If there’s one thing teachers never have enough of, it’s time.
Time to teach, time to grade, time to plan, and time for oneself are all at a premium.
With so many competing skills and competencies that teachers need to teach, maximizing one’s time spent on content is essential.
Unfortunately, typing often gets the short end of the stick.
While we recommend that students get daily practice on the keyboard in order to truly master the skill, many schools have student use Typing.com for just 30-40 minutes a week.
So how do you make the most of this limited amount of time at the keyboard?
If that’s the case for you and your students, we recommend breaking classroom typing time into 2 slots of 15-20 minutes each. Use one of these to check students’ posture and technique and the other make typing relevant and fun!
Thanks to the interactive lessons on the Typing.com platform, the students can continue to practice and learn outside of the classroom. So while in-person supervision isn’t imperative all the time, here is how you can make the most of the time you have:
Monitoring Typing Form and Progress
It’s important to make sure that novice typists are getting adequate supervision and feedback during practice time.
This should cover everything from getting on the computer to typing form and posture.
Start with logging in. Keep an eye on students to help them troubleshoot the login process. If they’re struggling with remembering their password, consider using some of the tips found here.
Not only will this save them and you time, but it’s actually an important skill for their future. Students need to be able to access sites easily and navigate around them.
Next, watch students’ their progress on the lessons. Be sure to keep an eye on these four things:
– Posture: Students should be sitting up straight with shoulders back and eyes at screen level and feet on the floor.
– Fingers on home row: Kids may fight you on this one, but it’s essential that they master this skill early on so it becomes a habit.

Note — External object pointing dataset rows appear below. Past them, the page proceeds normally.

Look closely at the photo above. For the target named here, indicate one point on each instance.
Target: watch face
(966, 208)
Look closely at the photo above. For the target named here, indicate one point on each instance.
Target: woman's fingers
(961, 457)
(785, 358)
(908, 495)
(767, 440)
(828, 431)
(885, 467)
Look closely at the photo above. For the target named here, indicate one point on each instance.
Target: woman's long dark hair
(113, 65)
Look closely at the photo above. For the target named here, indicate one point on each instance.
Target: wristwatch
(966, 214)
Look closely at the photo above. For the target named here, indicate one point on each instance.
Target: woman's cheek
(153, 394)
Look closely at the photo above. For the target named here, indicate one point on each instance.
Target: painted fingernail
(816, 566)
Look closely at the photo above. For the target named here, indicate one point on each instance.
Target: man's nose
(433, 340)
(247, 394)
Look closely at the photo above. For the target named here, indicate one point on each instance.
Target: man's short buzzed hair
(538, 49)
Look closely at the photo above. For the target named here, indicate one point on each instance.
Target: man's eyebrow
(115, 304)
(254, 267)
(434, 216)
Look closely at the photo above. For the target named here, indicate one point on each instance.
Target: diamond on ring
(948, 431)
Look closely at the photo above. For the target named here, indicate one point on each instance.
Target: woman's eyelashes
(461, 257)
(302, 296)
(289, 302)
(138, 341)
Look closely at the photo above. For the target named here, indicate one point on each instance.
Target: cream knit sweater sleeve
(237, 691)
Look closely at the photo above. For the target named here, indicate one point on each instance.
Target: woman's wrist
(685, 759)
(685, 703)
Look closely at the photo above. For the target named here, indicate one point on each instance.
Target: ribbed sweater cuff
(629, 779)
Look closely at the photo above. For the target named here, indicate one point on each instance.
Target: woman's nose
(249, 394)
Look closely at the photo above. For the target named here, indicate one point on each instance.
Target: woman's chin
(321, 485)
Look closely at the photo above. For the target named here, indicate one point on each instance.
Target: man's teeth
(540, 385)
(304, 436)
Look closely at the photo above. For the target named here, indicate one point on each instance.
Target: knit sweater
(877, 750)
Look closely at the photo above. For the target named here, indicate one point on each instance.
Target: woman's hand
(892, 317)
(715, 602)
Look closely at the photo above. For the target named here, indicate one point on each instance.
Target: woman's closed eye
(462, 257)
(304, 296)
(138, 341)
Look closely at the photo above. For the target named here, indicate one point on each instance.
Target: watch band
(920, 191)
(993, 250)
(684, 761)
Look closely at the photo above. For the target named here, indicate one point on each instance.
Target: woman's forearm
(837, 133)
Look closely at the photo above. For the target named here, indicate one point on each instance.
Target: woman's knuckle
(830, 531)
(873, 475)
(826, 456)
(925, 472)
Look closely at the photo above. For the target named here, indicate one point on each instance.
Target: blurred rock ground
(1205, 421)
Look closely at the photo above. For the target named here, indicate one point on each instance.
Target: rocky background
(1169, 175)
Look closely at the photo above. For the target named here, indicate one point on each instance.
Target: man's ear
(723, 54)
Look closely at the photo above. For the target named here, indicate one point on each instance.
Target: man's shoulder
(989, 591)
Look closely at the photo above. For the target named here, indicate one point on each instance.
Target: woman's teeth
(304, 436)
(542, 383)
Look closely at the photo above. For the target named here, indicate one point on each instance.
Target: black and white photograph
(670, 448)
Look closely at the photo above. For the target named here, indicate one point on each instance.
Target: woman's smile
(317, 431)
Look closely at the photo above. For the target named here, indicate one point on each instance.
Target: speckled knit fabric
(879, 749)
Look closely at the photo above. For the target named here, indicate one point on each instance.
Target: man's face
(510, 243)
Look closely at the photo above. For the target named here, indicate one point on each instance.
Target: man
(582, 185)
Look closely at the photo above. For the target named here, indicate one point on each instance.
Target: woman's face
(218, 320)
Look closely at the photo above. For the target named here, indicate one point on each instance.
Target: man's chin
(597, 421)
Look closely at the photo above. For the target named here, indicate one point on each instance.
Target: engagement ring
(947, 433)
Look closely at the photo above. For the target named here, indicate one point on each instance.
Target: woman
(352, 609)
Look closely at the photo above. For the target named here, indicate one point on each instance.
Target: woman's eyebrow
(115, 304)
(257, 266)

– Moving just the finger needed for each key: Check that students’ hands are stationary and resting gently on the keyboard.
– Looking at the screen, not keyboard: This goes hand in hand with posture and is the only way to master touch typing.
Finally, pay attention to student progress towards benchmarks and goals. Are they easily making the benchmark times? Based on how your class is doing as a whole, you may need to adjust these.
Making Typing Fun
For your second weekly 15 minute slot of typing time, work in opportunities to make typing fun and relevant to their lives. This will encourage continued practice beyond the classroom.
Nitro Type is a great (planning-free) game that students can access through Typing.com. They can organize a friends’ race and put their skills to the test.
There are also plenty of fun typing activities you can execute that include your entire class, groups of students, or individuals.
In Human Scavenger Hunt students get to know each other by finding classmates who match a provided list of descriptions (who walks to school? for example). Once students have found a name to match each description, they have to type the first and last name of each corresponding student on a digital version of their list. This can be a race to see who finishes first.
Another fun activity is Alphabet Soup. In this task, students are challenged with writing a list about a topic where each line starts with a subsequent letter of the alphabet. You can assign a topic or let students pick their own, but either way, they’ll have to get their creative juices flowing all while stretching those fingers to use even the least common letters on their keyboards.
Extending Typing Time
For students who have access to a computer at home, this provides another opportunity to maximize typing practice.
Teachers can assign Typing.com lessons to be completed as homework.
The lessons guide students and give them feedback, and the results are tracked so you can check in on how students did and who might need more support next week.
Having only 30 minutes of typing instruction a week isn’t ideal, but that doesn’t mean that this time can’t be productive and game-changing for your students and their typing abilities.